The Great Socialist Bake Off
The Great British Bake Off isn't just wonderful entertainment. By prizing cooperation over cutthroat competition and solidarity over selfishness, it's also quietly radical.

Great British Bake Off hosts Mel Giedroyc (left) and Sue Perkins (right) with judges Paul Hollywood (center left) and Mary Berry (center right). (PBS)
By any standard logic of entertainment, nobody should enjoy The Great British Bake Off. There is no fighting, no cursing, no backstabbing. The contestants seem to genuinely like each other. The B-roll footage between segments features extended shots of assorted flora and fauna. In short, the show is exactly what the title says it is: a bunch of ordinary Brits standing around their ovens trying to bake. Yet, somehow, this is a recipe for extraordinary television, even for the American appetite.

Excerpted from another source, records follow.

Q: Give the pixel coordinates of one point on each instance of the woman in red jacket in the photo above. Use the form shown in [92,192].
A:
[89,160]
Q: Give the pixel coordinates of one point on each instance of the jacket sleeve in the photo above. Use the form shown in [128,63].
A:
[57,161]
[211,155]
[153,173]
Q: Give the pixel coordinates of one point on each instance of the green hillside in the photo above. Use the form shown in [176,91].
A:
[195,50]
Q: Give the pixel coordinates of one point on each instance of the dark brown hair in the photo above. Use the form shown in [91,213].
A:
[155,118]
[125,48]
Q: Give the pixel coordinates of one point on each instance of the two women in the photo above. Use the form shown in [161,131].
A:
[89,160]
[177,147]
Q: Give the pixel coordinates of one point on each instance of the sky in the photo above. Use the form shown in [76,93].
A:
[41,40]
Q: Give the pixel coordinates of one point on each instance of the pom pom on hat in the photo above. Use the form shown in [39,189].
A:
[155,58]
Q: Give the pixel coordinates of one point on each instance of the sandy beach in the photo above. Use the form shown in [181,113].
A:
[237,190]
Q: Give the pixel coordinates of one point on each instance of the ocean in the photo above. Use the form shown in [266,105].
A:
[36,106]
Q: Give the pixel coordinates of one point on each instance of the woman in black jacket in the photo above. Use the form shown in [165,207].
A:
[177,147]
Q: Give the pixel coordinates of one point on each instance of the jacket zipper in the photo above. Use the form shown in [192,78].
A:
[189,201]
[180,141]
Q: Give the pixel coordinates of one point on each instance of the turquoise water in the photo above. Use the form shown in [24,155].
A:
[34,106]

Plenty of critics have tried to parse the surprising allure of The Great British Bake Off — or, as it’s known in the United States, The Great British Baking Show, because the company Pillsbury somehow trademarked the word “bake-off.” (In America, even the cutest of doughboys are ruthless capitalists.) Many have suggested the show is popular because it provides a refuge from the mess of contemporary life: it offers “delight, distraction, and a dash of happiness” amid a nightmarish political and economic landscape. It is, they argue, “a panacea for wounded British souls in recent years — a reminder that, no matter how bad things get, the fabric of the nation is built upon cups of tea and feather-light sponges.”
I think the opposite is true: the Bake Off is quietly radical. I know this might sound ridiculous, but hear me out. Underneath the heaps of flour and steady stream of baking puns is a challenge to the assumptions we often make about competition, incentives, and power in the contemporary world order. The Bake Off is not a smooth buttercream frosting lubricating the ravages of modern capitalism, but a reproach to its very premises. It offers a vision of creativity, ambition, and hard work that holds up the beauty of individual flourishing without extolling ruthless, interpersonal competition.